The culprit is the derelict Avenue Coking Works at Wingerworth. The former works took coal and removed tar and other contaminants to create clean coke for fuel. Once extracted, this waste was pumped to a lagoon where it was left to drain into groundwater. The operators of the site had permission to discharge to the river.
‘The site closed in 1992 but the lagoon still exists,’ says Jill Credland, one of the heads of the EA’s environmental protection team that is responsible for water and waste regulation in the river Rother and Chesterfield area. ‘This has been leaking and is largely responsible for devastating the river Rother, which is now dead from Wingerworth to the centre of Chesterfield.’
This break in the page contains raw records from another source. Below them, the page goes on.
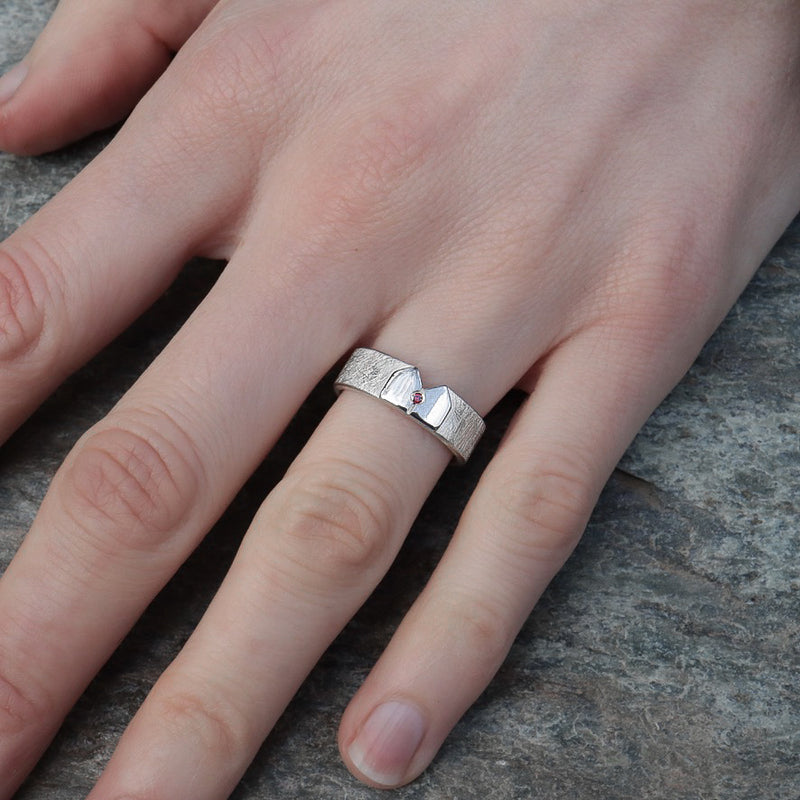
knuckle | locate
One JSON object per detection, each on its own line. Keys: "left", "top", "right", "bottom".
{"left": 309, "top": 101, "right": 438, "bottom": 231}
{"left": 274, "top": 462, "right": 397, "bottom": 585}
{"left": 346, "top": 106, "right": 434, "bottom": 194}
{"left": 449, "top": 596, "right": 514, "bottom": 678}
{"left": 0, "top": 244, "right": 50, "bottom": 363}
{"left": 60, "top": 419, "right": 200, "bottom": 554}
{"left": 155, "top": 688, "right": 248, "bottom": 760}
{"left": 0, "top": 653, "right": 52, "bottom": 737}
{"left": 492, "top": 452, "right": 595, "bottom": 558}
{"left": 276, "top": 100, "right": 442, "bottom": 292}
{"left": 174, "top": 8, "right": 307, "bottom": 129}
{"left": 611, "top": 214, "right": 722, "bottom": 330}
{"left": 205, "top": 7, "right": 301, "bottom": 82}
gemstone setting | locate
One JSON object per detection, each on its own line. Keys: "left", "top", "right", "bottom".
{"left": 380, "top": 366, "right": 453, "bottom": 429}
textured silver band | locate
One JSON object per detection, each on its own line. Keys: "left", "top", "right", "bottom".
{"left": 334, "top": 348, "right": 486, "bottom": 464}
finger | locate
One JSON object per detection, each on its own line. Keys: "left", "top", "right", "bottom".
{"left": 0, "top": 245, "right": 358, "bottom": 797}
{"left": 0, "top": 65, "right": 253, "bottom": 444}
{"left": 338, "top": 324, "right": 702, "bottom": 788}
{"left": 0, "top": 0, "right": 219, "bottom": 155}
{"left": 81, "top": 340, "right": 506, "bottom": 799}
{"left": 78, "top": 262, "right": 545, "bottom": 800}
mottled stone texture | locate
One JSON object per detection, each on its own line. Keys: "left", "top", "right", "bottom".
{"left": 1, "top": 4, "right": 799, "bottom": 799}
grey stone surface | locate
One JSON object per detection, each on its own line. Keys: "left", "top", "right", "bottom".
{"left": 1, "top": 4, "right": 799, "bottom": 799}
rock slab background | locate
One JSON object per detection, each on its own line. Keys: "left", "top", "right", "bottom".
{"left": 1, "top": 4, "right": 799, "bottom": 799}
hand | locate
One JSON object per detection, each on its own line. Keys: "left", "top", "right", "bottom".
{"left": 1, "top": 1, "right": 799, "bottom": 797}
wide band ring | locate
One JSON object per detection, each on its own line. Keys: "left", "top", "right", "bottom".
{"left": 334, "top": 348, "right": 486, "bottom": 464}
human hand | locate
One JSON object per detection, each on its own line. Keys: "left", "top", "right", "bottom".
{"left": 1, "top": 1, "right": 799, "bottom": 797}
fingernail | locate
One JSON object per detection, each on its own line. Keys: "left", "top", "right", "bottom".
{"left": 347, "top": 700, "right": 426, "bottom": 787}
{"left": 0, "top": 62, "right": 28, "bottom": 105}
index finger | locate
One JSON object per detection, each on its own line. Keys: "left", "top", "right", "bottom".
{"left": 0, "top": 59, "right": 256, "bottom": 442}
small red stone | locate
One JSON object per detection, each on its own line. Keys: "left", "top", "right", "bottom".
{"left": 411, "top": 391, "right": 424, "bottom": 405}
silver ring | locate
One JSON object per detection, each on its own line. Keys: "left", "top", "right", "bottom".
{"left": 334, "top": 348, "right": 486, "bottom": 464}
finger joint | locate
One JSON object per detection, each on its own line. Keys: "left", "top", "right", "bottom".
{"left": 272, "top": 461, "right": 398, "bottom": 590}
{"left": 491, "top": 451, "right": 596, "bottom": 560}
{"left": 445, "top": 594, "right": 515, "bottom": 680}
{"left": 154, "top": 687, "right": 249, "bottom": 763}
{"left": 59, "top": 418, "right": 201, "bottom": 555}
{"left": 0, "top": 245, "right": 51, "bottom": 364}
{"left": 0, "top": 648, "right": 53, "bottom": 738}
A massive clean-up operation was launched on the site last year by the East Midlands Development Agency. The project will stabilise the walls of the 80,000m3 lagoon by building a half-height towbund made from crushed bricks. This will prevent catastrophic failure but it will not stop the slow seepage of contaminants that are reaching the river through the layers of gravel and soil below the lagoon.
‘Some of the seepage is being intercepted at certain points and pumped back into the lagoon,’ says environmental protection officer Mark Hutchinson. ‘This has been quite effective: after heavy rain there used to be a layer of effervescence clearly visible on the surface of the river, you don’t get that anymore.’ But this is not a long-term solution to the problem.
Dr A Penman, chairman of icold‘s Mine and Industry Tailing Dams committee, says that polluted lagoons are frequently contained by the construction of a deep trench around the perimeter, which is backfilled with a slurry comprising bentonite, sand and cement. ‘For extra impermeability, this can be complemented with a PVC barrier,’ he adds, ‘although this is a tricky business as the PVC is mounted on large frames which have to be lowered separately into the trench without any gaps between them.’
‘A trench will protect the river but it won’t stop the vertical migration of contaminants,’ says John Smithson, condition manager at Allot and Lomax, the main contractor involved in the cleanup project. Smithson says that the most effective solution will be to remove the lagoon entirely. ‘We need to investigate the lagoon thoroughly before deciding what to do with it. It’s a mixture of solids and liquids, and we need to find out what the proportions are before we decide how to remove it.’
If the lagoon contains mostly liquid material, it will be pumped to a treatment area on site. The technology available for this process is being assessed in laboratory trials at the moment. The operation is likely to last four to five years.